I have been an active Trout Unlimited member since 1975. By active, I mean that I have held chapter offices and one state-level position. I was co-editor of an award-winning chapter newsletter for six years, and I have prepared and presented programs for TU chapters, donated raffle prizes, as well as helping with numerous habitat improvement and other projects. As an outdoor writer, I have authored many articles highlighting TU projects. Over the years, I have been a member of three different TU chapters.
I have put up with this anti-bait, anti-spinner prejudice for a long time because I firmly believe in coldwater conservation. I still do, but I am tired of paying my dues to an organization that does not support my views — an organization that claims to support all types of fishing, but does not.
In an August article, Trout Unlimited’s CEO and president Chris Wood wrote, “… we should not, and will not, overlook spin and bait anglers — or anyone else who cares about clean water … our tent is big enough to accommodate all forms of angling. It doesn’t matter how you fish.”
Words are nice, but after over four decades of TU membership, I know that if there is any room under the TU tent for spin or bait anglers, it is a very tiny space in the far corner — or maybe even under the rug.
The latest issue of their magazine, Trout, has absolutely zero mention of spin or bait fishing. The articles and photos are 100% fly fishing — ditto for all recent issues. In fact, to the best of my knowledge, the last article in Trout about bait fishing was, “To Bait a Trout,” in 1985. At that time, angry TU members wrote letters to the editor stating that they would quit Trout Unlimited if they published any more bait fishing articles. So much for inclusion and room under the TU tent.
The new 2020 Trout Unlimited calendar is not a trout calendar, a conservation calendar, or even a fishing calendar — it is a fly-fishing calendar! It even announces that on the envelope in which it came. And where is that room under that TU tent? I stopped looking for it.
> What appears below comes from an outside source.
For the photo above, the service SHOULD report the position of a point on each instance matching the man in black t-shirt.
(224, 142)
What about Pennsylvania TU? — The Pennsylvania Council’s website states, “TU does not advocate tackle specific fishing for trout and salmon.”
Although they didn’t poll their membership, and ignoring the statement on their website, the Pennsylvania Council sent a paid representative to testify at the summer meeting of the Pennsylvania Fish and Boat Commission. He testified in favor of tackle-specific regulations on a section of Spruce Creek. So did the Pennsylvania Council president.
As I said, words are nice, but actions speak much louder.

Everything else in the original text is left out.